Ya con una identidad nacional más dominante y definida tenemos a Francisco Oller (1833-1917), quien también (aunque en un contexto distinto al de Campeche, por supuesto) insertó textos en sus lienzos, como en el retrato de José Gualberto Padilla (1897), también conocido como El Caribe (1829-1896), de la colección del Ateneo Puertorriqueño que dice la emblemática frase sobre una hoja de papel pisada por una réplica pequeña de la Estatua de la libertad: “Los grandes solo son grandes para aquel que se arrodilla”. Otro caso es la pintura de José Cuchí y Arnau (1875-1936) Pomarrosas, (ca 1904) igualmente de la colección del Ateneo Puertorriqueño, la cual lleva un verso de José de Diego (1866-1918) en la parte inferior derecha que dice “Fruto en que la flor se transfigura, sin dejar de ser flor”. El frugal coqueteo entre las artes visuales y las letras se fue trenzando poco a poco, generando eventualmente otros paradigmas.
El fenómeno que más me extasía (por supuesto, porque es el que he vivido) lo pienso a partir de la segunda mitad del siglo XX y lo que va del XXI. Refiero a les artistas visuales que a su vez fueron o son autores publicados, similar al caso de William Blake (1757 –1827), como lo son los artistas plásticos puertorriqueñes: Antonio Martorell, Elizam Escobar (1948-2021), Rafael Trelles, Elizabeth Magali Robles, Adál Maldonado (1948-2020), Noemí Ruiz, Carlos Collazo (1956-1990), Jaime Carrero (1931-2013), Margarita Sastre de Balmaceda o María Cadilla (1884-1951), entre otres. Y en casos inversos, podemos mencionar la fotografía y los dibujos del escritor Eduardo Lalo y los dibujos del poeta José Lezama Lima (1934-2009), entrelazados en su poemario La silaba en la piel; y los trabajos plásticos de los escritores, Xavier Valcárcel y Ángel Antonio Ruiz Laboy, quien además es músico. Y por supuesto, la pionera poesía concreta de Esteban Valdés, (1947-2020) por mencionar algunos ejemplos. También podríamos sugerir el vastísimo repertorio de carteles auspiciados por la División de Educación a la Comunidad (DIVEDCO,1949) que ensambló el mensaje literario al contenido visual. Pero lo que realmente me interesa es el binomio que define a artistas que cruzan el umbral de la hibridez de sus expresiones estéticas. Los que cultivaron o cultivan las letras y las artes plásticas, provocando lecturas polisémicas e interpretaciones sagaces entre dos fuerzas artísticas que revelan relaciones dialógicas inagotables.
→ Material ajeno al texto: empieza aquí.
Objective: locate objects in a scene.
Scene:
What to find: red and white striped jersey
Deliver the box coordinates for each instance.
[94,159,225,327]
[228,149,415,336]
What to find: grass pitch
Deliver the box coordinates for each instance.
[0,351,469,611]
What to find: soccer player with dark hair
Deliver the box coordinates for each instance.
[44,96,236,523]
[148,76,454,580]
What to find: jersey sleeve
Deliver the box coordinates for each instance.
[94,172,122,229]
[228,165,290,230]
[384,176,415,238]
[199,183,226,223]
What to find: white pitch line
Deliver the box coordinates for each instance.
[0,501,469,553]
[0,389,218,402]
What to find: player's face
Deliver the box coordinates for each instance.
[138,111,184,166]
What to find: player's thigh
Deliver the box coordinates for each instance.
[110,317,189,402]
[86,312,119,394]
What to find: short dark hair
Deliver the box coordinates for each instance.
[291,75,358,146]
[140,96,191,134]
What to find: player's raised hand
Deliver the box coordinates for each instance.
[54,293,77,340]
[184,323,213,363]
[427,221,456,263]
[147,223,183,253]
Siempre he admirado a artistas que rebasan las fronteras de sus propias especializaciones, como podría ser el caso del artista plástico puertorriqueño, Jesús “Bubu” Negrón, quien es además un excelente guitarrista. Pero aborrezco los ataques entre ellos. Sobre todo, los que provienen de escritores, que en muchas ocasiones critican duramente a artistas plásticos que incursionan en la literatura por carecer de técnicas literarias “formales” o “academicistas” o, simplemente porque no tienen una imaginación muy fértil para las letras. Sin embargo, algunos escritores que incursionan en la plástica, sin tener entrenamiento formal, son bendecidos y alabados entre ellos mismos. Ese extraño juicio que a veces les hace creer que los que dominan la palabra avasallan todos los saberes humanos. Por supuesto, también están los artistas plásticos que se burlan con chistes hirientes y micro agresiones cuando el caso es inverso: con los escritores que pintan. Y no hablo de los que escriben poemas terapéuticamente, o pintan los domingos desde la marquesina o el balcón, sino de los que hacen el máximo esfuerzo con pertinacia y seriedad creativa.
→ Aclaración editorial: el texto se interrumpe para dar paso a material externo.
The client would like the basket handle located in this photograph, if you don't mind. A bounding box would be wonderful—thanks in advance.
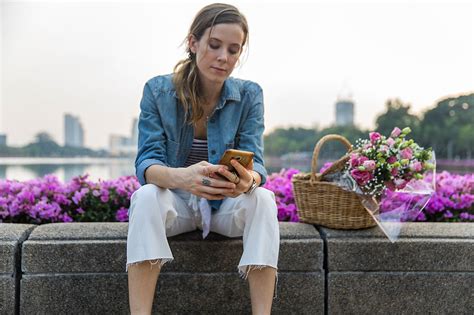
[311,134,352,182]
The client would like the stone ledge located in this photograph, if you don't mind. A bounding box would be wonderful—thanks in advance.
[328,272,474,315]
[0,223,36,314]
[20,272,324,314]
[0,223,36,275]
[22,223,323,274]
[319,223,474,272]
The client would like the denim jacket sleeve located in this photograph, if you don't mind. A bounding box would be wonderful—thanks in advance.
[135,81,168,185]
[238,85,267,185]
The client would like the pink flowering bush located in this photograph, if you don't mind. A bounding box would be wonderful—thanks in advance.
[380,171,474,222]
[263,168,300,222]
[0,169,474,224]
[0,175,140,224]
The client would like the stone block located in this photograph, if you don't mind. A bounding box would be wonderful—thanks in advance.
[328,272,474,315]
[0,223,36,314]
[320,223,474,272]
[22,223,323,274]
[20,272,324,314]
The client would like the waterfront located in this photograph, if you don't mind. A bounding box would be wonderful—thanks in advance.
[0,158,135,182]
[0,157,474,182]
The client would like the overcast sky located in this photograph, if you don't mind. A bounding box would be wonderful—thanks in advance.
[0,0,474,148]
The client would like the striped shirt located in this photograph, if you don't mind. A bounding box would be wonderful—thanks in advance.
[184,139,208,167]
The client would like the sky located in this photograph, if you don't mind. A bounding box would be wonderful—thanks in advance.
[0,0,474,149]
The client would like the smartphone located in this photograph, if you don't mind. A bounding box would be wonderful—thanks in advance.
[219,149,254,172]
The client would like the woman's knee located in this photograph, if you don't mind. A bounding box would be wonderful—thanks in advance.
[248,187,278,217]
[130,184,172,218]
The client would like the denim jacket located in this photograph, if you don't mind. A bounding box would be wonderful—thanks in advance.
[135,74,267,209]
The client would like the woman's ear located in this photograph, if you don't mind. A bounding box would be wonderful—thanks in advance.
[188,34,198,54]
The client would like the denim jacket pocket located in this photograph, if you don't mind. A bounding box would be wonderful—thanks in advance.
[225,141,234,150]
[166,139,179,166]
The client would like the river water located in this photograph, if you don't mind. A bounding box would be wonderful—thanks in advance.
[0,158,474,182]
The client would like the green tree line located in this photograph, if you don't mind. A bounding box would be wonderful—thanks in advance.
[264,93,474,159]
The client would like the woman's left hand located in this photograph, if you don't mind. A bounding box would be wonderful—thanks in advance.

En una exhibición retrospectiva en la que trabajé hace unos años, con una curadora puertorriqueña reconocida y el maestro pintor de la muestra (también puertorriqueño-también escritor), presencié entre ambos un careo de criterios divergentes. La curadora apalabró con excelso dramatismo filosófico la justificación del posicionamiento de una pintura que, según ella dialogaba armónicamente con otra, utilizando unos fundamentos sólidos. El artista justificó su oposición con palabras sencillas, pero para nada simples. La curadora salió molesta de la galería y el artista me dijo (o por lo menos lo dijo en voz alta):
“Ese es el problema de los que escriben, se creen que, porque dominan las letras, dominan todos los lenguajes y saberes artísticos habidos y por haber. La pintura es un lenguaje tan o más complejo como la palabra, carajo”.
La verdad es que ambos puntos de vista tenían gran fuerza semántica y erudición técnica, cada cual a su manera. Pero me limité a guardar silencio y seguí montando el resto de la exhibición, como si no hubiera escuchado nada. Mejor. El silencio a veces es tan poderoso como la palabra y la imagen.